With this background out of the way, here are the results for the first three months of 2001 (note: 1 kg = 2.2 lb.).

Garbage 50.5 kg
Blue Box Recyclables 61.5 kg
Backyard Compostables 19.6 kg
Yardwaste to Compost Pad 40.0 kg
Other Diversion 2.9 kg
Total 174.5 kg
Diversion 71%

In the first 12 weeks of this project, the average weekly rate of garbage set out for collection is 4.2 kg. There were two weeks when we didn't bother to take the pail out to the curb because of insufficient garbage. If this trend holds for the year, we will place out 218 kg of garbage for disposal in 2001. The average household in Essex-Windsor set out 818 kg of garbage for disposal in 2000.

The average amount of recyclables set out for biweekly collection in the first 12 weeks was 10.25 kg. If this amount remains constant, we will set out 266.5 kg of recyclables this year. The average household in Essex-Windsor set out 178 kg of recyclables in 2000.

About 47% of our household Blue Box materials was a mix of old newspaper and old magazines, whereas that mix is approximately 64% of all recyclables collected by the EWSWA in 2000. This is surprising.

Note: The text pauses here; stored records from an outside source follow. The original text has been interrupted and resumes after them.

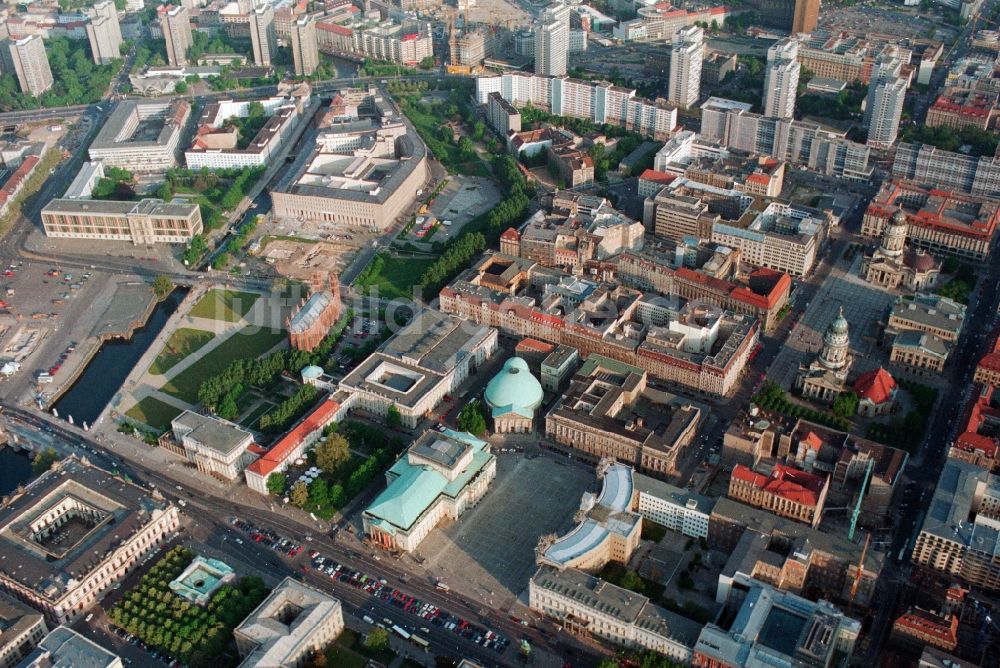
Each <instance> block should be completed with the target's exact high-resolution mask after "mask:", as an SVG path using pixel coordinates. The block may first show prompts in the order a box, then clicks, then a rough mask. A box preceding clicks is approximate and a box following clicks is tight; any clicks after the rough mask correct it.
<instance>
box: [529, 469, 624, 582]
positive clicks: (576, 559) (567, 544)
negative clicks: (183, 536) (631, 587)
mask: <svg viewBox="0 0 1000 668" xmlns="http://www.w3.org/2000/svg"><path fill="white" fill-rule="evenodd" d="M597 476H598V478H600V479H601V492H600V494H599V495H597V496H596V497H595V496H594V494H592V493H590V492H587V493H585V494H584V495H583V499H582V500H581V501H580V509H579V511H578V514H577V517H578V518H580V519H579V521H578V523H577V525H576V526H575V527H573V529H571V530H570V531H569V532H568V533H566V534H565V535H563V536H559V537H556V536H554V535H553V536H542V537H541V538H540V539H539V541H538V546H537V547H536V548H535V558H536V561H537V562H538V565H539V566H552V567H553V568H558V569H559V570H564V569H567V568H575V569H579V570H582V571H588V572H591V573H596V572H597V571H600V570H601V569H602V568H604V567H605V566H606V565H607V564H608V563H610V562H615V563H617V564H622V565H627V564H628V563H629V560H630V559H631V558H632V553H633V552H634V551H635V549H636V548H637V547H639V536H640V534H641V532H642V517H640V516H639V515H638V514H636V513H634V512H632V510H631V506H632V497H633V495H634V483H633V473H632V468H631V467H629V466H626V465H624V464H617V463H613V462H612V461H610V460H603V461H601V463H600V464H599V465H598V467H597Z"/></svg>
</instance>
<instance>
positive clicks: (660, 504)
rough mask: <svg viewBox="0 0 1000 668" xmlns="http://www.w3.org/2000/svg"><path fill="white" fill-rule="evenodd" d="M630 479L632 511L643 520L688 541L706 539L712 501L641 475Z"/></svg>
mask: <svg viewBox="0 0 1000 668" xmlns="http://www.w3.org/2000/svg"><path fill="white" fill-rule="evenodd" d="M633 480H634V486H635V494H634V495H633V501H632V509H633V510H634V511H635V512H637V513H639V514H640V515H642V517H643V518H644V519H647V520H649V521H650V522H655V523H656V524H660V525H662V526H665V527H667V528H668V529H670V530H671V531H676V532H678V533H681V534H684V535H685V536H690V537H691V538H708V521H709V518H710V517H711V515H712V508H713V507H714V506H715V499H711V498H709V497H707V496H702V495H701V494H696V493H694V492H692V491H691V490H689V489H683V488H680V487H675V486H674V485H671V484H670V483H667V482H663V481H662V480H657V479H656V478H652V477H650V476H647V475H643V474H641V473H636V474H635V475H634V476H633Z"/></svg>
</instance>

Since we subscribe to the regional daily newspaper and the local weekly paper, as well as a number of weekly and monthly magazines, I thought we would be closer to the average.

What is not surprising is the amount of containers (tin, aluminium, and PET) in our Blue Box compared to the average. The average is 8%, while in our household it is 18.3% (caffeinated cola products are the beverage of choice of several people in our house, with at least two cases of cans–or their equivalent in PET bottles–consumed each week).

The quantity of material going into our backyard composter is also surprising. There is an old figure kicking around that the average household will place 120 kg/yr. of kitchen waste into its backyard composter. We are fairly regular consumers of fresh vegetables and fruit, and I seem to empty the kitchen pail regularly; however, the total so far only averages 1.6 kg each week. At this rate, we will be hard-pressed to reach 85 kg for the year. Maybe we will make that up during the summer barbecue season.

Todd R. Pepper is general manager of the Essex-Windsor Solid Waste Authority in Ontario, Canada.